XDATA: Enabling Efficient Data Science at Scale
By: Wade Shen, Program Manager for the Information Innovation Office (I2O) at Defense Advanced Research Projects Agency (DARPA)
Both in business and government applications, the understanding of data is increasingly important for decision processes. These data are often large, unstructured, noisy and complex yet the tools we have for processing these data are either:
1) easy to use, but don't scale to large datasets
2) difficult to use, but scale well
Furthermore, the processing of unstructured data in the form of images, video, speech, text, sensors, etc. often require deep technical expertise for proper processing and handling.

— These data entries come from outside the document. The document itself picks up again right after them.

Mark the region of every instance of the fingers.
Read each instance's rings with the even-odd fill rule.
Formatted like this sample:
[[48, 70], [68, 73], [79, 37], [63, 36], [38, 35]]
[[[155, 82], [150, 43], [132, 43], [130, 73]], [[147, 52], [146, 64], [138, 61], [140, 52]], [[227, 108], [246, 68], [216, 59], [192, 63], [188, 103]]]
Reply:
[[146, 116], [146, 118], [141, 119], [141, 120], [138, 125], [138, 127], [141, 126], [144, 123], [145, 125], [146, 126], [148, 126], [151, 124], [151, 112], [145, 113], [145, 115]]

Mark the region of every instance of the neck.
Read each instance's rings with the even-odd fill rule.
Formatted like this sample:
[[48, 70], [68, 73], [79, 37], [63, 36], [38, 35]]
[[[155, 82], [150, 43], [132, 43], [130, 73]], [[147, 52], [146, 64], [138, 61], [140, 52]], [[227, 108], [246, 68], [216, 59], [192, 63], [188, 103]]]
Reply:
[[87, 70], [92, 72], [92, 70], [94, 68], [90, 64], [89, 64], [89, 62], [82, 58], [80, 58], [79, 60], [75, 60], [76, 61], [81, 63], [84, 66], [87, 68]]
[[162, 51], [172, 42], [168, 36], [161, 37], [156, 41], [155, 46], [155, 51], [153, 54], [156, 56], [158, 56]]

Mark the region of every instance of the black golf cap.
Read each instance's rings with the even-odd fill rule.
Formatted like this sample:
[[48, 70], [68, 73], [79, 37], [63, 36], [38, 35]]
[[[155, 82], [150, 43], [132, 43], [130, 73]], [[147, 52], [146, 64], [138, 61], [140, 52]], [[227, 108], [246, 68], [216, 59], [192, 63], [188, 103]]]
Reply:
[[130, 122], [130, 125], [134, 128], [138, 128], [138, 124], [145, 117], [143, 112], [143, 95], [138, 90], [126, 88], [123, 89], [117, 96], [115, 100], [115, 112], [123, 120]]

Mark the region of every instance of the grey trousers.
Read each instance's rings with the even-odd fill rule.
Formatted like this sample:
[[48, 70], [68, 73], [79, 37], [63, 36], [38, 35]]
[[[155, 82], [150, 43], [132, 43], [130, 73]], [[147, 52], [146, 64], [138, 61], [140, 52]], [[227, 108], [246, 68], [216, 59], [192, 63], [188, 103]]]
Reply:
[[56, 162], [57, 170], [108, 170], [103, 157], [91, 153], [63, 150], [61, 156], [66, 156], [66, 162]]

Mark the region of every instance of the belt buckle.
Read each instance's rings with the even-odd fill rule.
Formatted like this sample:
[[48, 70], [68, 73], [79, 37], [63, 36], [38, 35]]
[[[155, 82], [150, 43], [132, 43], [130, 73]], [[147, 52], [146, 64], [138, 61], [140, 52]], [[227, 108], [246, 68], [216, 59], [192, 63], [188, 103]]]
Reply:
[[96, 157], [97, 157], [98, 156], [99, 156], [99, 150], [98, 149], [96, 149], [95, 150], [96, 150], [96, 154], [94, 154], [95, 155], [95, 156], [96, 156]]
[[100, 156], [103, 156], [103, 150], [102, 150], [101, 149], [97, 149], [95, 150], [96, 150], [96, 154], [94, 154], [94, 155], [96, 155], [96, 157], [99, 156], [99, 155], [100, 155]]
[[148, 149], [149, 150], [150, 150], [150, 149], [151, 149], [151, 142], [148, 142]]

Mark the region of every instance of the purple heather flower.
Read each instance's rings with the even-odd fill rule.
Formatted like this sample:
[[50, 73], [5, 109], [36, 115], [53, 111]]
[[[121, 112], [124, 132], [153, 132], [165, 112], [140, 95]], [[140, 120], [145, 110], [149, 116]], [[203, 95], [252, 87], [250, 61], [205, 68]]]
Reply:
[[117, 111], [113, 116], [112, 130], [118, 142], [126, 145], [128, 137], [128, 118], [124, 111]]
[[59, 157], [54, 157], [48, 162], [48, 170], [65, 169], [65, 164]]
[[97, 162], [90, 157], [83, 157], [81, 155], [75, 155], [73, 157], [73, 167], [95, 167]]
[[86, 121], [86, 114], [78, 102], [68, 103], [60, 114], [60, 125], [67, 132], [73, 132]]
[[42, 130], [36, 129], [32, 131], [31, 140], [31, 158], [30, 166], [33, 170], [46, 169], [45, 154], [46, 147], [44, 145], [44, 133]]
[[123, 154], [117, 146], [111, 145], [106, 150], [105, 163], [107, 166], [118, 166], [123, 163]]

XDATA aims to meet these challenges by developing computational techniques and software tools for processing and analyzing large, imperfect and incomplete data. For scalable analytics, this approach includes researching distributed databases, statistical sampling methods and new algorithmic advances to lower the computational
complexity of pattern matching. For information visualization, the approach includes developing human-computer interaction tools that are web-based, factor computation between client and server, and build from an open code base to enable rapid customization to different missions.
In this talk we describe the work and outcomes of the XDATA program. We show how DARPA-sponsored open-source tools can be used to enable large scale data exploration/discovery and how these tools reduce the time/effort to produce engineered solutions for complex data problems.